The correct way of comparing results from both would be that in the filtering step with the quantification, you can also filter out the annotated transcripts by `se<-bambu(reads=bam, annotations=bambuAnnotations, genome=ref,quant=TRUE,discovery=TRUE,trackReads=TRUE,yieldSize=1e8) seFiltered <- se[grepl("BambuTx", rownames(se))] writeBambuOutput(se, path=out) ' This should be giving you similar number of transcripts.

But if you want the assembled transcripts for the RNA-seq data including both novel and annotated transcripts, you should probably use the one with quantification.

Thank you and hope this has clarified your question.

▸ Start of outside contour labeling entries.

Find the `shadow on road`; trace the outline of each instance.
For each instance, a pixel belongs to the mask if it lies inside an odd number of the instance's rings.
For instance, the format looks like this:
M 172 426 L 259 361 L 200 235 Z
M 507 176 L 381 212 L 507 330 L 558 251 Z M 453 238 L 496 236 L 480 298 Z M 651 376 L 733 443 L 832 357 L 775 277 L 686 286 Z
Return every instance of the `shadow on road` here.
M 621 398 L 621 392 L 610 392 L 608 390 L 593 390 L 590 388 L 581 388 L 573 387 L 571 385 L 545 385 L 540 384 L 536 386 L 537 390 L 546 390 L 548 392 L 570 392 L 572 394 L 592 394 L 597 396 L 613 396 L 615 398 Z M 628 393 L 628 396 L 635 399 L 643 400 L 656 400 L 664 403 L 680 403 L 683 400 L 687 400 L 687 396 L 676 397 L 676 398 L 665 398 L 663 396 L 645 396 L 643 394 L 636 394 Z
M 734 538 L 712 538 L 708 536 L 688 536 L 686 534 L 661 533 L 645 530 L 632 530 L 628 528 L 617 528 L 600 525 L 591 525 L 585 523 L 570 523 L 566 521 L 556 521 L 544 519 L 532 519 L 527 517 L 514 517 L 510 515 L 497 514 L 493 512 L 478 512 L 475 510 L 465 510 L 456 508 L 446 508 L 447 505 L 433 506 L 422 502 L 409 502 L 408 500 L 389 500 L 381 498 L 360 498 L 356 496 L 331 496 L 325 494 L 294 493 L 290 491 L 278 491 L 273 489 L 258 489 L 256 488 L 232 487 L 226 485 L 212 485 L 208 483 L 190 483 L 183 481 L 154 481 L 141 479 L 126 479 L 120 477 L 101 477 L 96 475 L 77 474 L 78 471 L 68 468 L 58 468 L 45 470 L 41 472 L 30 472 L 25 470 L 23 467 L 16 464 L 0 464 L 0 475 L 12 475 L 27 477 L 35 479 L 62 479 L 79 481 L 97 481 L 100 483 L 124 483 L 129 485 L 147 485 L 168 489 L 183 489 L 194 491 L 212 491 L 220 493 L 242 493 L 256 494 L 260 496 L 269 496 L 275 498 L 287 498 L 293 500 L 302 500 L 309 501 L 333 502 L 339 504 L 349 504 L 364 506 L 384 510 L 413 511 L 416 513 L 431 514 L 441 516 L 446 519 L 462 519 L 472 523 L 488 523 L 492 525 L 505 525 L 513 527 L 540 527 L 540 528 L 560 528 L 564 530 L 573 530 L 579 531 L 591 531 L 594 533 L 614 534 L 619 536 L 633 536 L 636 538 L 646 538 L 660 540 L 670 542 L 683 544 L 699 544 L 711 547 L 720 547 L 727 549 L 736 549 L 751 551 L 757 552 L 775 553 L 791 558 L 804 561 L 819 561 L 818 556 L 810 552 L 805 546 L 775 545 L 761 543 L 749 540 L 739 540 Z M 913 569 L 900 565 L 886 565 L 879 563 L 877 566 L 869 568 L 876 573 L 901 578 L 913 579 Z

Let us know if you have additional questions.

Thank you Warm regards, Ying

dudududu12138 commented 4 months ago

Hi @dudududu12138 ,

Thanks for using Bambu.

The reason that you are observing different number of transcripts is because the filtering seems to be the same but actually is very different on those two outputs.

The filtering with the quantification step filters out non-full-length read supported transcripts, including annotated transcripts While the filtering without the quantification step filters out annotated transcripts, because we provide read count for novel transcripts only at this step

The correct way of comparing results from both would be that in the filtering step with the quantification, you can also filter out the annotated transcripts by `se<-bambu(reads=bam, annotations=bambuAnnotations, genome=ref,quant=TRUE,discovery=TRUE,trackReads=TRUE,yieldSize=1e8) seFiltered <- se[grepl("BambuTx", rownames(se))] writeBambuOutput(se, path=out) ' This should be giving you similar number of transcripts.

But if you want the assembled transcripts for the RNA-seq data including both novel and annotated transcripts, you should probably use the one with quantification.

Thank you and hope this has clarified your question. Let us know if you have additional questions.

Thank you Warm regards, Ying

Thank you very much! I have no question now.